Nurse Ratched suspends privileges and begins rationing cigarettes. The men question her authority, however, and she starts to lose control of the group. As Cheswick explodes in rage, McMurphy puts his hand through the glass of the nurse’s station to retrieve Cheswick’s cigarettes. When a fight breaks out between McMurphy and the lead attendant, Washington, the Chief comes to his defense.

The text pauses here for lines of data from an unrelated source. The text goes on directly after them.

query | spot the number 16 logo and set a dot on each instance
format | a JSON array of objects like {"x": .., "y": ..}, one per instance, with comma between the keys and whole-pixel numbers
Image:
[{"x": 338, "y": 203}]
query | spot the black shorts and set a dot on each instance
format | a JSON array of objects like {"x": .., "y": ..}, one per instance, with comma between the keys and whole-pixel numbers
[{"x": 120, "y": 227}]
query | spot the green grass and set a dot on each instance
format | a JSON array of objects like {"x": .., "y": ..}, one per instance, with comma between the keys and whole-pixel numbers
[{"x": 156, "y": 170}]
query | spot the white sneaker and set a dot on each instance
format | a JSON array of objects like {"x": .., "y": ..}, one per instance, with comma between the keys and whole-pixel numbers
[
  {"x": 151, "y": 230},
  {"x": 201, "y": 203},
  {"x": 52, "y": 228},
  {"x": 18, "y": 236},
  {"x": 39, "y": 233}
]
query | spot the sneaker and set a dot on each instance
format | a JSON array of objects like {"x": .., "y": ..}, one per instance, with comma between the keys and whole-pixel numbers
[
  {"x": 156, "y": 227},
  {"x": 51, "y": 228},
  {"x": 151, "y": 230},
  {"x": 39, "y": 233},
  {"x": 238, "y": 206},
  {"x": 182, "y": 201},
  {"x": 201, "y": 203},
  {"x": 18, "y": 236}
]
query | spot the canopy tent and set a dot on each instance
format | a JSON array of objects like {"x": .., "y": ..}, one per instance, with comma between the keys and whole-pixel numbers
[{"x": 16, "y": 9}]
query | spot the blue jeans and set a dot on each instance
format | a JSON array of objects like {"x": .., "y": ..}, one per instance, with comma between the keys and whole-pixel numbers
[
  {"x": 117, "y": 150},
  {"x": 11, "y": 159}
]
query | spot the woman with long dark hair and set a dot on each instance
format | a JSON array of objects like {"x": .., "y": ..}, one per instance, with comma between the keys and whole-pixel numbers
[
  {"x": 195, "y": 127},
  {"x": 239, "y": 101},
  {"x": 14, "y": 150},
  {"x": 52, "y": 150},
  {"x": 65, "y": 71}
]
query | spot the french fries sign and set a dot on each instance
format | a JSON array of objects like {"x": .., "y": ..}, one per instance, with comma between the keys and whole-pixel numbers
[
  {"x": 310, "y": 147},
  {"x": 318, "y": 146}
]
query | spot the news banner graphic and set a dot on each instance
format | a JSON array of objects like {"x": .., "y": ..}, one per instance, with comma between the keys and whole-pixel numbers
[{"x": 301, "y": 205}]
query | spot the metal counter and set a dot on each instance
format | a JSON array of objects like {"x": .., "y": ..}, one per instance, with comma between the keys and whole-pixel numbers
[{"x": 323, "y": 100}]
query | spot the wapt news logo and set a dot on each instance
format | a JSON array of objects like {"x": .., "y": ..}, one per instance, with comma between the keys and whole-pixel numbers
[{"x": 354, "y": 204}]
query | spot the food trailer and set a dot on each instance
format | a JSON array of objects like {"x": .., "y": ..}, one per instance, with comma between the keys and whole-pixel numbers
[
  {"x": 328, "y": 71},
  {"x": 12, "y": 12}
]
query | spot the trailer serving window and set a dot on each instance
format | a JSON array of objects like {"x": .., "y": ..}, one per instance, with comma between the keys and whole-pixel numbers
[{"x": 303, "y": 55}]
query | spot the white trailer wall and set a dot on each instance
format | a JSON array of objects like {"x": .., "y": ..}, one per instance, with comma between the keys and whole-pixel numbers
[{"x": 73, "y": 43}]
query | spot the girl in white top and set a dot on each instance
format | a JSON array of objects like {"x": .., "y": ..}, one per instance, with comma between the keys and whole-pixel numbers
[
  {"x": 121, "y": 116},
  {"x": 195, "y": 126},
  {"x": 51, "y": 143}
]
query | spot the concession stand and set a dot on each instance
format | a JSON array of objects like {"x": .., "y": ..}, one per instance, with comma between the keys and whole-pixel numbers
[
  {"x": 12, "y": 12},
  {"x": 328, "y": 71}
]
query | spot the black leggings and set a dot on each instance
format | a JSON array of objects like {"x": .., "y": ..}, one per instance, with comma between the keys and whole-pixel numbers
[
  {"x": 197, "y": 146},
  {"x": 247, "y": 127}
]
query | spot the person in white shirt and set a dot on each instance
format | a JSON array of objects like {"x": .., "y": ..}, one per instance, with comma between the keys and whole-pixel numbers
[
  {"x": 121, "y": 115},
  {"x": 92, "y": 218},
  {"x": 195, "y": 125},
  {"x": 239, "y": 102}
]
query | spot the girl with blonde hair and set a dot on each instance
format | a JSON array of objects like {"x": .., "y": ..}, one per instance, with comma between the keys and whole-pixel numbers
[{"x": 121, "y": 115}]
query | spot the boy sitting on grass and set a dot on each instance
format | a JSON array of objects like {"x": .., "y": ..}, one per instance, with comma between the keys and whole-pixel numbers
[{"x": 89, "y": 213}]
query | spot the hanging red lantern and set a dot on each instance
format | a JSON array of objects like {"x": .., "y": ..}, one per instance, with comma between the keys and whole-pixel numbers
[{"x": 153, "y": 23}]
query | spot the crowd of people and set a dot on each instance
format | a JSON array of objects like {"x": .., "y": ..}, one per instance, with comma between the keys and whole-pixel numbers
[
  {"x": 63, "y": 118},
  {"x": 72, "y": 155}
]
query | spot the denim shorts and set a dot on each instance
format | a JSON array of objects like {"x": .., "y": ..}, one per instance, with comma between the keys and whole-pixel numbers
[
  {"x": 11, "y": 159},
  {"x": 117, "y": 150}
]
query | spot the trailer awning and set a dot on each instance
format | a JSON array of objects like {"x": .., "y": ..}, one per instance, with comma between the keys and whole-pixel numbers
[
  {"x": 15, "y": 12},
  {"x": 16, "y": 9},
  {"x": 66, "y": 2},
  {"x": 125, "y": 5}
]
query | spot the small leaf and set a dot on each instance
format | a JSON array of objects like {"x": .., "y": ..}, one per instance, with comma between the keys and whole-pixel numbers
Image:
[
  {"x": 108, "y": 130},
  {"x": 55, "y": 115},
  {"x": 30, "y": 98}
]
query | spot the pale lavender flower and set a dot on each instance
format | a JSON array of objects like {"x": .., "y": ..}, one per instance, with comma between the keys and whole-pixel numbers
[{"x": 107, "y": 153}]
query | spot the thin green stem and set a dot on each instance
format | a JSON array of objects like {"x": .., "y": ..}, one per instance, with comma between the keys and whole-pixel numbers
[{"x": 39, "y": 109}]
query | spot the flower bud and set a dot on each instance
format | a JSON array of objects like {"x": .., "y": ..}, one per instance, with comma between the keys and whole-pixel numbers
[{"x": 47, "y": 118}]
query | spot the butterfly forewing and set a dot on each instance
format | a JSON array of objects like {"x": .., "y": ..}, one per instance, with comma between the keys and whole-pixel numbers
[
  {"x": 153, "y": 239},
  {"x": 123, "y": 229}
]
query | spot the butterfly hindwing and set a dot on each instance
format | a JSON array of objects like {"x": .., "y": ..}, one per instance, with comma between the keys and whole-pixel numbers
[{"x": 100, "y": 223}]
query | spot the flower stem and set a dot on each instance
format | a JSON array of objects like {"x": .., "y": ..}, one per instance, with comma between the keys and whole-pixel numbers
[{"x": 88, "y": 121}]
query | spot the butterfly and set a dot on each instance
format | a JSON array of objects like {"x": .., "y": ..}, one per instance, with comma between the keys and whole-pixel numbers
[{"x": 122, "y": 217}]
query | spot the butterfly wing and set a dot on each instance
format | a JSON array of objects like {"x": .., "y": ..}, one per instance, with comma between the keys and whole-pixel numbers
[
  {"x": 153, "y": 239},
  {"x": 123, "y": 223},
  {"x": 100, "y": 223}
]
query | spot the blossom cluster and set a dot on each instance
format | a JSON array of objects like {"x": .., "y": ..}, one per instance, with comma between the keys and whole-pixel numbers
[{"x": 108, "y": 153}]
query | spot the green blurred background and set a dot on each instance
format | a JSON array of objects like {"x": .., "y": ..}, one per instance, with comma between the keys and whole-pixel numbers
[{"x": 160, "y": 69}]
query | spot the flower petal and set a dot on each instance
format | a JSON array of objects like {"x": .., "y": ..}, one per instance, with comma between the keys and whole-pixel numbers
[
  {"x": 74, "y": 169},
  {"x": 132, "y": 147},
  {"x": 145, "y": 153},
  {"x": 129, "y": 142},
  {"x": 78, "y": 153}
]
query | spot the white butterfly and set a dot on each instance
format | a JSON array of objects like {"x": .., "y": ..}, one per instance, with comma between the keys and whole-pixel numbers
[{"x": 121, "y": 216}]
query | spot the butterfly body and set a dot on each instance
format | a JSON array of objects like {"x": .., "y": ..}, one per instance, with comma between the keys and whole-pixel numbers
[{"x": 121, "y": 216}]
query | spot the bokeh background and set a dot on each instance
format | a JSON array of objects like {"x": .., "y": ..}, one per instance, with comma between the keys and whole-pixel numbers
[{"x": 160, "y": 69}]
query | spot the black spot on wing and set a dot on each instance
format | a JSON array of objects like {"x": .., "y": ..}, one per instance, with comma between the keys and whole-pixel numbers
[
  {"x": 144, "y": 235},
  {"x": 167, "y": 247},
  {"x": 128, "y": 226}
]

In retaliation, Nurse Ratched sends Cheswick, McMurphy, and the Chief to electroshock therapy. As they wait, McMurphy offers the Chief a stick of Juicy Fruit gum, and the Chief thanks McMurphy, proving that he actually can speak and hear. When McMurphy reappears on the ward after his shock treatments, he rolls his eyes back and walks like a zombie to fool the men, then erupts in characteristic laughter to prove once again that he cannot be suppressed or dominated. Privately, however, he confesses to the Chief that he cannot take any more and plans to escape.
McMurphy bribes the night orderly so he can bring his girlfriend, Candy, her friend Rose, and some alcohol into the ward for a party. The men drink, play Christmas music, and dance with the girls. McMurphy removes the keys from the drunken orderly and says goodbye to the men. He invites Billy Bibbit to come with him, but Billy is not ready. Instead, McMurphy arranges for Billy to have sex with Candy, delaying his own escape. Everyone falls asleep, and in the morning Nurse Ratched finds the ward in disarray, with the window hanging open. When she discovers Billy Bibbit naked in bed with Candy, she invokes his mother’s name, making him disintegrate with shame. McMurphy tries to make it out the window, but a nurse’s scream alerts him that Billy has just committed suicide. McMurphy attacks Nurse Ratched, strangling her until Washington punches him senseless while she gasps for air. The guards take McMurphy away.
The Chief waits for McMurphy to come back to the ward. McMurphy returns in the night, wholly changed: he’s become a vegetable with lobotomy scars on both sides of his skull. Saying that he will take McMurphy with him, the Chief smothers his friend with a pillow. Then the Chief lifts the marble water fixture from the floor, throws it through the window, and escapes into the dawn.